Below, I list more serious reasons for the ending of the short-lived diplomatic relations in 1868:
  • Conversion of Pius IX: It is widely known that Giovanni Maria Mastai-Ferretti was liberal prior to being elected Pope and that these sad inclinations accompanied him into the early years of his papacy. But, with his correspondence to divine grace and increasing confrontations with Freemasonry, Pius IX eventually became the great man admired today by faithful Catholics. I believe the conversion of Pius IX and the attacks of Masonry are major causes of the end of diplomatic relations between the U.S. and the Holy See.

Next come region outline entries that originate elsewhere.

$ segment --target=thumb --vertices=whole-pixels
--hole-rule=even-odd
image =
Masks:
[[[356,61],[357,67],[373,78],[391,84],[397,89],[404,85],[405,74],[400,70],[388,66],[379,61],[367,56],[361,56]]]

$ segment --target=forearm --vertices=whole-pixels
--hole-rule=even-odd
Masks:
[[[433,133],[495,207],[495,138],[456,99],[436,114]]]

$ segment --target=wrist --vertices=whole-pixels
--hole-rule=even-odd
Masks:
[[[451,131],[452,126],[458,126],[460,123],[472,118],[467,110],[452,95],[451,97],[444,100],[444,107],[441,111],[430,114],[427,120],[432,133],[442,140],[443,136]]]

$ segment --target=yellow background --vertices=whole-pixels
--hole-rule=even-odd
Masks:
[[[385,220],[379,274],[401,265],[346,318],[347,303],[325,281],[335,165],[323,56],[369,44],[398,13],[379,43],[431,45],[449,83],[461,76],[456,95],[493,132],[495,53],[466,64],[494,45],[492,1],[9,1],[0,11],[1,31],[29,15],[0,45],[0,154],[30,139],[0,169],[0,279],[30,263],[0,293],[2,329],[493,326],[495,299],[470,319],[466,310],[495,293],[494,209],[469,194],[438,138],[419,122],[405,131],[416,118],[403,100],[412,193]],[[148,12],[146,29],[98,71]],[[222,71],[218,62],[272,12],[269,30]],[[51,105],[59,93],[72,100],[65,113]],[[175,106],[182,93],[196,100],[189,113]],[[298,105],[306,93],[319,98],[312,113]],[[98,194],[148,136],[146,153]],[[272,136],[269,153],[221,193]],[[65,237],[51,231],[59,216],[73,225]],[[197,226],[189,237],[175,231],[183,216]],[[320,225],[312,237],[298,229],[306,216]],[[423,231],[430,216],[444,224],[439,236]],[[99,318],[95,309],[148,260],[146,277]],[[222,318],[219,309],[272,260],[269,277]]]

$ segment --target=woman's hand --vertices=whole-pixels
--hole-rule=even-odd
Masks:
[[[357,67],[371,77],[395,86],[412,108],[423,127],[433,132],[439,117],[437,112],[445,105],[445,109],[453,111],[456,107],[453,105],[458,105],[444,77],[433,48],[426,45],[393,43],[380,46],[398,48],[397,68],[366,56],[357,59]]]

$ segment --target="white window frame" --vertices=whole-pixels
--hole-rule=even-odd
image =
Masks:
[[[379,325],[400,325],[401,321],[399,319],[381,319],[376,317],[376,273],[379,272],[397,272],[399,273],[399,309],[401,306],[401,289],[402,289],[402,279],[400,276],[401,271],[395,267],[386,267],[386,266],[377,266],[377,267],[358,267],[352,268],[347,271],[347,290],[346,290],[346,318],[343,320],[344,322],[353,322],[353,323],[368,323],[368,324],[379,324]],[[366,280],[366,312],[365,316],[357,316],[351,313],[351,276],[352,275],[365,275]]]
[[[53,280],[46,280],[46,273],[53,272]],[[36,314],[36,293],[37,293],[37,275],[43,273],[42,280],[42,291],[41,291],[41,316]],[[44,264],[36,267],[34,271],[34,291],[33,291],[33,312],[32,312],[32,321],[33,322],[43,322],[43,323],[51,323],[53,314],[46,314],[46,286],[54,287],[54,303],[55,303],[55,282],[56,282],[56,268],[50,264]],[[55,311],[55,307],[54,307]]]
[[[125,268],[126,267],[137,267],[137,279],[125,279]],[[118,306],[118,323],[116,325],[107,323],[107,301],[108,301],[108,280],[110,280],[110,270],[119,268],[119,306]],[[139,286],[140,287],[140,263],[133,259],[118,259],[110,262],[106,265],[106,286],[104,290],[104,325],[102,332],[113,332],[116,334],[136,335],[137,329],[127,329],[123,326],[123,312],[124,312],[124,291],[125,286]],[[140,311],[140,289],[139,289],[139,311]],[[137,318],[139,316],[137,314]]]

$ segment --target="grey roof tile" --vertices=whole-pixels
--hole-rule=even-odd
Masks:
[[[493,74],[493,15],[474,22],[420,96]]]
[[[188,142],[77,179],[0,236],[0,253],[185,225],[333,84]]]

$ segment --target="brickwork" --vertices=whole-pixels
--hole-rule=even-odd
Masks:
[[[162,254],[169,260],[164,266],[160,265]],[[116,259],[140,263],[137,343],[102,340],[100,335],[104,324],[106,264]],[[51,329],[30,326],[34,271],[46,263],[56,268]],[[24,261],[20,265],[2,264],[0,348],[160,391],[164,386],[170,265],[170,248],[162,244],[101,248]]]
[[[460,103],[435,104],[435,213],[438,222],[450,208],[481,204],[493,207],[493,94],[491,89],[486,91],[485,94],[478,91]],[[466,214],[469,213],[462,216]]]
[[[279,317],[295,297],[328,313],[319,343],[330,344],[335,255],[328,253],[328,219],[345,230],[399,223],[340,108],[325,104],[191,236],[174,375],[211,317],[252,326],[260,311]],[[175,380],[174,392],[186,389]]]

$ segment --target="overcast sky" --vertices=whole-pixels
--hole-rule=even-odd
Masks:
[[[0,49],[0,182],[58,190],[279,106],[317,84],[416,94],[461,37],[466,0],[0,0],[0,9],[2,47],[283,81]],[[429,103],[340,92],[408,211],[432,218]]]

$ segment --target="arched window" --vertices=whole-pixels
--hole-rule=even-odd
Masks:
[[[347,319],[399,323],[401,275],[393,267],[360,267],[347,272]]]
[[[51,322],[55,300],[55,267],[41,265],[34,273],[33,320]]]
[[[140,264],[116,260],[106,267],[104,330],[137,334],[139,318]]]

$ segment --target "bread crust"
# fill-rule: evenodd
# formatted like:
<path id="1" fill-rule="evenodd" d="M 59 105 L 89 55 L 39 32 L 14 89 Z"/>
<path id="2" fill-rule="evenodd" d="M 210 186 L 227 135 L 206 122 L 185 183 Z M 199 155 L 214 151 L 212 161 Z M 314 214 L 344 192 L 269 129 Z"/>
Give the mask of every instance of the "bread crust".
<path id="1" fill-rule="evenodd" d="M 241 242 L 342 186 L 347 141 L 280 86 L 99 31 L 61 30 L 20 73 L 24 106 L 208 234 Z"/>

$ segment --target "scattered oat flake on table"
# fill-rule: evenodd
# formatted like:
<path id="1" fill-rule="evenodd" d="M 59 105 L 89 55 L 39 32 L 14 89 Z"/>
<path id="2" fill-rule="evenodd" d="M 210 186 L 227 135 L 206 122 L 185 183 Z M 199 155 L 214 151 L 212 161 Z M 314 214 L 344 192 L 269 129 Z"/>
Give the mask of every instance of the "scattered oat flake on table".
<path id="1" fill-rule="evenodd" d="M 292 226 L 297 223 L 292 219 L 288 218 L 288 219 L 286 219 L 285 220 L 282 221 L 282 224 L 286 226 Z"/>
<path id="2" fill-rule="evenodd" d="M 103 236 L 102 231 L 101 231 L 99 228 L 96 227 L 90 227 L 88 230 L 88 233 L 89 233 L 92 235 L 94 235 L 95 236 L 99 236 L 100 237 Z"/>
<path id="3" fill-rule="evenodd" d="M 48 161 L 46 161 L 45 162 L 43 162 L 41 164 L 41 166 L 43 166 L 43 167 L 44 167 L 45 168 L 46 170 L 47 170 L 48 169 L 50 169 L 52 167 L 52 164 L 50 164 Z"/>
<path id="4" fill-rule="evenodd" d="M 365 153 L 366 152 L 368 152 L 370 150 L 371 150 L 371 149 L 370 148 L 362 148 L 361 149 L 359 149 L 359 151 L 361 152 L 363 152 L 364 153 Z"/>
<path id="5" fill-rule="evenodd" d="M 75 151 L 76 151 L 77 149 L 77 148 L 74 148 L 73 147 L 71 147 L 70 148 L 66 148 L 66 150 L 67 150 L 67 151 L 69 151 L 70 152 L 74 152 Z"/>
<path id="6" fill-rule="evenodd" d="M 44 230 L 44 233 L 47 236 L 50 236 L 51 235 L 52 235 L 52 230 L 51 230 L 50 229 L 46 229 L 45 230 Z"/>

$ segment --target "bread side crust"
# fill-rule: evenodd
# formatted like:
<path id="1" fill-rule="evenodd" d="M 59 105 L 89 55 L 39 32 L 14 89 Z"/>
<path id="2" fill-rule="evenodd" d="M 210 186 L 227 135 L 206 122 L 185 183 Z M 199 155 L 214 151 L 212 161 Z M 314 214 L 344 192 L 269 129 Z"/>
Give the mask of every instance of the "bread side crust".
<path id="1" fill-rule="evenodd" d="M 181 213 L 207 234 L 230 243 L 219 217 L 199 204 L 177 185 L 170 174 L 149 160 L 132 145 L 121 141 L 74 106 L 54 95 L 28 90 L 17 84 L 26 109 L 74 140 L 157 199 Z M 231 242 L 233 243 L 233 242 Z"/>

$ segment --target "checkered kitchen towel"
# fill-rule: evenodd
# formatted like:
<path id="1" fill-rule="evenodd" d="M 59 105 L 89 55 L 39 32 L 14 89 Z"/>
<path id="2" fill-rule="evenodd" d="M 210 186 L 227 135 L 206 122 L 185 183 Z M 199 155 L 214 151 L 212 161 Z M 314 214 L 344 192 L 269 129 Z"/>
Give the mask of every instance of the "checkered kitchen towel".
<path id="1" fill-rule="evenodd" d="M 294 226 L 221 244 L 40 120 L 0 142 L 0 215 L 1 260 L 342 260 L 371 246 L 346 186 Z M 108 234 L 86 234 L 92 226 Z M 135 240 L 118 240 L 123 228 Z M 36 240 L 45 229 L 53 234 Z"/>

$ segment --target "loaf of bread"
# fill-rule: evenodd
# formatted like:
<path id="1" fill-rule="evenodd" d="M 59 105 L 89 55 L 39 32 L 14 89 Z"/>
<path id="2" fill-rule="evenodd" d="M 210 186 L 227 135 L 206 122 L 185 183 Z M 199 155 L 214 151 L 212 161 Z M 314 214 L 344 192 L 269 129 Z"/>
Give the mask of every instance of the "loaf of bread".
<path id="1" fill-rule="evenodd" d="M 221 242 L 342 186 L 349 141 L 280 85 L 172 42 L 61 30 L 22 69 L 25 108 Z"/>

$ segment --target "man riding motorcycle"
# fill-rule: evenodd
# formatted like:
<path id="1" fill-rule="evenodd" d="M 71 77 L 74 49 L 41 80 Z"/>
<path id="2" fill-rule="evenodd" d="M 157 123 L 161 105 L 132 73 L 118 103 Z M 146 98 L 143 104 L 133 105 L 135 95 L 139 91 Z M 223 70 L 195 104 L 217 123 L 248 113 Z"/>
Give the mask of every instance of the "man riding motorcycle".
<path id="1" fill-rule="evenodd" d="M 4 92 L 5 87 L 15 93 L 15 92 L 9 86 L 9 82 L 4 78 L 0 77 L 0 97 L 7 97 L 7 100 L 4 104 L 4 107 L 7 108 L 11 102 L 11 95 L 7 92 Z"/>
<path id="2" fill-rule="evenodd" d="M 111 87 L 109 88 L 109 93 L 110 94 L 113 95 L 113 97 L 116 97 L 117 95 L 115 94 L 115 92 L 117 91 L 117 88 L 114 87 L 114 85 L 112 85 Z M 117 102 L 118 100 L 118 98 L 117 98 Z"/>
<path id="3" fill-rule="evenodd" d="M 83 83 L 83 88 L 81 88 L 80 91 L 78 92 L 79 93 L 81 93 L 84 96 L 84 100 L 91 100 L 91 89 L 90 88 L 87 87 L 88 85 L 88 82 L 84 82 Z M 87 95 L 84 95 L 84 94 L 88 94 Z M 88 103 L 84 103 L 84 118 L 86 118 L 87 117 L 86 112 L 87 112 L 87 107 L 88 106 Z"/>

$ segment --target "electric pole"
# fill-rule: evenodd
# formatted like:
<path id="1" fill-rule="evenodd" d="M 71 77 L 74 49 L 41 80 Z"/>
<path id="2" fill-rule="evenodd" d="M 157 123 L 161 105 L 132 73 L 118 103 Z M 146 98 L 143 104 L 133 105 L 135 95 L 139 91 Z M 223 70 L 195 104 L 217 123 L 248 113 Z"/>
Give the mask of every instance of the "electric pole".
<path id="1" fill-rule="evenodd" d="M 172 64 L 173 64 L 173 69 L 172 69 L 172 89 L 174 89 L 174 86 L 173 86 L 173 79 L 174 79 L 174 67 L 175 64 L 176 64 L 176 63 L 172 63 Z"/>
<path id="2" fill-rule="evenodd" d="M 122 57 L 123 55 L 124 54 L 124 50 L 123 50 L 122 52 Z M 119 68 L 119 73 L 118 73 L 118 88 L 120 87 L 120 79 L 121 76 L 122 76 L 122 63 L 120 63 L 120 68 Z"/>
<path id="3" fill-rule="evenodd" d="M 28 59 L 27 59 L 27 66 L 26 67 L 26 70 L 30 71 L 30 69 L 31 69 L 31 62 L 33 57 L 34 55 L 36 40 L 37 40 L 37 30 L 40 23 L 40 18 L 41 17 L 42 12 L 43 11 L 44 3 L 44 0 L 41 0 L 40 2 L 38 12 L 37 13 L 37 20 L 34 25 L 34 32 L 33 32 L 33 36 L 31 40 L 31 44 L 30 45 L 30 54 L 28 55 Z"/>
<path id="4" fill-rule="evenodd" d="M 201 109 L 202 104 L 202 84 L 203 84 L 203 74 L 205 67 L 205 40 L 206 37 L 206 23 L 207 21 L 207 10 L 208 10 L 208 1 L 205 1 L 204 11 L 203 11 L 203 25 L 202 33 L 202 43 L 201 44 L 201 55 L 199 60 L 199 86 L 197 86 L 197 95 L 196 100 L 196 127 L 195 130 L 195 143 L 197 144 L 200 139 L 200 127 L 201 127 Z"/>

  • American Civil War: From 1861 to 1865, America was in a bloody Civil War and, during this conflict, Pope Pius IX was, to my knowledge, the only Head of State in the world who recognized the Southern Confederacy. In a letter responding to Jefferson Davis, Pius IX addressed the Confederate President as “Honorable President of the Confederate States of America” and included an autographed picture. In the meantime, Karl Marx and Fredrick Engels sent letters of support to Lincoln in the North. Such a situation, followed by the victory of Lincoln and the brutal “reconstruction” of the South, would also contribute to ending diplomatic relations by 1868.

  • garibaldi rome

    Garibaldi's troops attacking Rome

  • Garibaldi and the invasion of the Papal States: Shortly before 1868 (October 1867), there was a failed attempt by the Masonic forces of Garibaldi to take Rome and the Papal States and revolutions fomented inside Rome were unsuccessful. With the help of known Mason Otto von Bismarck, Chancellor of the Prussian Empire, Garibaldi eventually succeed in taking Rome in 1870. This is another reason why diplomatic relations ended in 1868 and all relations ended in 1870.

  • The declaration of Papal Infallibility: The last straw for Masonry was the declaration of papal infallibility, as Prof. Plinio Correa de Oliveira explains in his article, The Grandeur of Pius IX in the Fight for the Papal States. Bismarck of Prussia warned Pius IX not to declare that dogma during the First Vatican Council. Should he do so, Prussia would declare war on France, and France would be forced to recall its troops protecting the Papal States, thus leaving the Pope vulnerable to the advances of Garibaldi.

    Historically, that is exactly what happened. On July 18, 1870, the dogma of Papal Infallibility was declared; the day after, on July 19, 1870, Bismarck declared the Franco-Prussian war and Napoleon III recalled to France his troops that were defending Rome. On September 11 of that same year, the forces of Garibaldi advanced toward the city of Rome. They entered Rome on September 20 and annexed it to the Masonic Kingdom of Italy. One month later, on October 20, Pius IX suspended Vatican Council I, to be continued at a later date. By June 1871, the capital of the Kingdom of Italy was officially moved from Florence to Rome.
Final proposition

Today we know that the Freemasonry is quite pleased with the Conciliar Popes. The Masons themselves have signified it many times either by public declarations or symbolic gestures in support of these Popes. It is understandable, therefore, that our country, being a strong adept of Freemason ideals, would establish diplomatic relations with them.

So, the same logic leads me to suppose that in the first part of his pontificate Pius IX raised analogous sympathies from our governors. This would explain why the U.S. had diplomatic relations with the Vatican at that time.

If Vatican II opened the windows of the Church to the world, what was opened to the world with the election of Pius IX to the papacy? It seems to me that everything speaks in favor of some opening existing, which attracted forces that are opposed to the Catholic Church. Was it because Freemasonry saw Pius IX as one of their own? Or were his early liberal positions sufficient to increase those liaisons with anti-Catholic forces?

I believe that it is safe to say that Masonry clearly saw a great asset in the elevation of Card. Mastai-Ferretti to the Papacy. But, fortunately, their cause for celebration was short-lived with the gradual but profound conversion of Pius IX into one of the greatest Popes of modern times.